Add support for GLIGEN textbox model.

2025-09-11 12:06:23 +00:00 · 2023-04-19 09:36:19 -04:00
parent 472b1cc0d8
commit 3696d1699a
9 changed files with 491 additions and 28 deletions
--- a/comfy/samplers.py
+++ b/comfy/samplers.py
@@ -70,7 +70,21 @@ def sampling_function(model_function, x, timestep, uncond, cond, cond_scale, con
            control = None
            if 'control' in cond[1]:
                control = cond[1]['control']
-            return (input_x, mult, conditionning, area, control)
+
+            patches = None
+            if 'gligen' in cond[1]:
+                gligen = cond[1]['gligen']
+                patches = {}
+                gligen_type = gligen[0]
+                gligen_model = gligen[1]
+                if gligen_type == "position":
+                    gligen_patch = gligen_model.set_position(input_x.shape, gligen[2], input_x.device)
+                else:
+                    gligen_patch = gligen_model.set_empty(input_x.shape, input_x.device)
+
+                patches['middle_patch'] = [gligen_patch]
+
+            return (input_x, mult, conditionning, area, control, patches)

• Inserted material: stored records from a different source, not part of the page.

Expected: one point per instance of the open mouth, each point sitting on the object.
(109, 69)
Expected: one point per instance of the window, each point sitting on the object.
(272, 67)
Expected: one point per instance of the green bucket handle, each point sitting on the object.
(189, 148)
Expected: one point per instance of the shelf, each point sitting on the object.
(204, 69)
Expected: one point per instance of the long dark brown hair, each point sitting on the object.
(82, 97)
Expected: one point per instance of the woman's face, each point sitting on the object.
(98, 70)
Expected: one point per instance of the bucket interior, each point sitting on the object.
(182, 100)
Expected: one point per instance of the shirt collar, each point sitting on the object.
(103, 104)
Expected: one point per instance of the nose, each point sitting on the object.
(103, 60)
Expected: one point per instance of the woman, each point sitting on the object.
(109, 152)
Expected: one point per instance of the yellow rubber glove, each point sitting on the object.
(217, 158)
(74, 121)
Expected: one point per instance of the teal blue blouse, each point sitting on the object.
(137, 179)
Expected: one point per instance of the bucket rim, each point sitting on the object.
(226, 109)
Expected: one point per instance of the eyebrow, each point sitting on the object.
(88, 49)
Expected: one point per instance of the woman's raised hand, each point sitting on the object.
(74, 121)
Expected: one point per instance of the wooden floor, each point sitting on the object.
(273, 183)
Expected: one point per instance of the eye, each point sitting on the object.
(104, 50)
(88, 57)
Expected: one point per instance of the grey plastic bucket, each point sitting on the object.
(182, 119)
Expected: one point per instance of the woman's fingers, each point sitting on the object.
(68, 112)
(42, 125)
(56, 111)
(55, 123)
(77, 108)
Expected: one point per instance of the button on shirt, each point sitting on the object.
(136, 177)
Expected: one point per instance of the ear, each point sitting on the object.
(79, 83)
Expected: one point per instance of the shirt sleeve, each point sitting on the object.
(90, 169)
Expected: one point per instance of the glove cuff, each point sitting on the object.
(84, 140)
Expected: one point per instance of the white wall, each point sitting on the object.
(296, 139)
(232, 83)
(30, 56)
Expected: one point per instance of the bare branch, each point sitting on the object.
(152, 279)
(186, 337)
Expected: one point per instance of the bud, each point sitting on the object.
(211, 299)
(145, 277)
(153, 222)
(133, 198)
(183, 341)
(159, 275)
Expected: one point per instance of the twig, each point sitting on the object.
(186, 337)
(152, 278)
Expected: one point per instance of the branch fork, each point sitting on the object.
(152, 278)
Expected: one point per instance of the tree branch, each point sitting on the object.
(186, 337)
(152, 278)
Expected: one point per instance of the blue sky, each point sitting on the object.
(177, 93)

        def cond_equal_size(c1, c2):
            if c1 is c2:
@@ -91,12 +105,21 @@ def sampling_function(model_function, x, timestep, uncond, cond, cond_scale, con
        def can_concat_cond(c1, c2):
            if c1[0].shape != c2[0].shape:
                return False
+
+            #control
            if (c1[4] is None) != (c2[4] is None):
                return False
            if c1[4] is not None:
                if c1[4] is not c2[4]:
                    return False

+            #patches
+            if (c1[5] is None) != (c2[5] is None):
+                return False
+            if (c1[5] is not None):
+                if c1[5] is not c2[5]:
+                    return False
+
            return cond_equal_size(c1[2], c2[2])

        def cond_cat(c_list):
@@ -166,6 +189,7 @@ def sampling_function(model_function, x, timestep, uncond, cond, cond_scale, con
                cond_or_uncond = []
                area = []
                control = None
+                patches = None
                for x in to_batch:
                    o = to_run.pop(x)
                    p = o[0]
@@ -175,6 +199,7 @@ def sampling_function(model_function, x, timestep, uncond, cond, cond_scale, con
                    area += [p[3]]
                    cond_or_uncond += [o[1]]
                    control = p[4]
+                    patches = p[5]

                batch_chunks = len(cond_or_uncond)
                input_x = torch.cat(input_x)
@@ -184,8 +209,14 @@ def sampling_function(model_function, x, timestep, uncond, cond, cond_scale, con
                if control is not None:
                    c['control'] = control.get_control(input_x, timestep_, c['c_crossattn'], len(cond_or_uncond))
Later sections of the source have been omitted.